What technical considerations are critical for successful antibody conjugation to nanomicelles?

Successful antibody conjugation to nanomicelles requires careful attention to several technical considerations that can significantly impact the quality and functionality of the final product:

• Antibody Preparation: Start with high-purity antibodies (>90% as determined by SDS-PAGE) . Antibody quality directly influences conjugation efficiency and specificity of the final construct.
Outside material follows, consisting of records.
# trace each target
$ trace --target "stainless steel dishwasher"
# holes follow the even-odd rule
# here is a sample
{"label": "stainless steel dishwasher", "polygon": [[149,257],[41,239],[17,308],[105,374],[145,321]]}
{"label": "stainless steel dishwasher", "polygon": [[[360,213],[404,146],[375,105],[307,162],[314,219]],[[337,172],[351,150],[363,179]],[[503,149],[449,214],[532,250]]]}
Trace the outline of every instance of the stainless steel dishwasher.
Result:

• Conjugation Chemistry Selection: Choose appropriate chemistry based on available functional groups. For anti-SmI/anti-SmAP IgG antibodies, successful conjugation to CLA-W nanomicelles utilized succinic anhydride as a linker :

  • The process begins with formation of antibody-succinate (Ab-Su) by adding succinic anhydride to purified antibodies

  • Activation with EDC.HCl/K-Oxyma creates an Oxyma active ester intermediate

  • This intermediate covalently couples with primary amines on whey-CLA nanomicelles

• Reaction Conditions Optimization:

  • Solvent selection: DMF with triethylamine worked effectively for the initial antibody-succinate formation

  • Reaction time and temperature: 24 hours at 25°C for both antibody succinylation and coupling reactions

  • Reagent ratios: Precise amounts of activating agents (e.g., 0.2 mmol EDC.HCl/K-Oxyma) are critical

• Purification Protocol: Implement effective purification methods to remove unreacted components:

  • Dialysis against graduated solvent systems (e.g., 40% DMF followed by 100% distilled water)

  • Lyophilization to obtain stable, dry product for storage

• Conjugation Validation: Quantify conjugation efficiency using appropriate analytical methods:

  • Quantitative indirect ELISA comparing antibody concentration before and after conjugation

  • Achievement of >99% conjugation efficiency is possible with optimized conditions

• Physicochemical Characterization: Assess key parameters before and after conjugation:

  • Particle size and polydispersity index (PDI)

  • Zeta potential

  • Morphological characteristics

• Stability Assessment: Verify stability under relevant conditions:

  • Serum stability (e.g., incubation with 10% FBS)

  • Long-term storage stability (e.g., -20°C for four months)

• Functional Verification: Confirm that conjugated antibodies retain their ability to bind target antigens using appropriate binding assays .

Attention to these technical considerations ensures the production of stable, functional antibody-conjugated nanomicelles suitable for targeted therapeutic applications.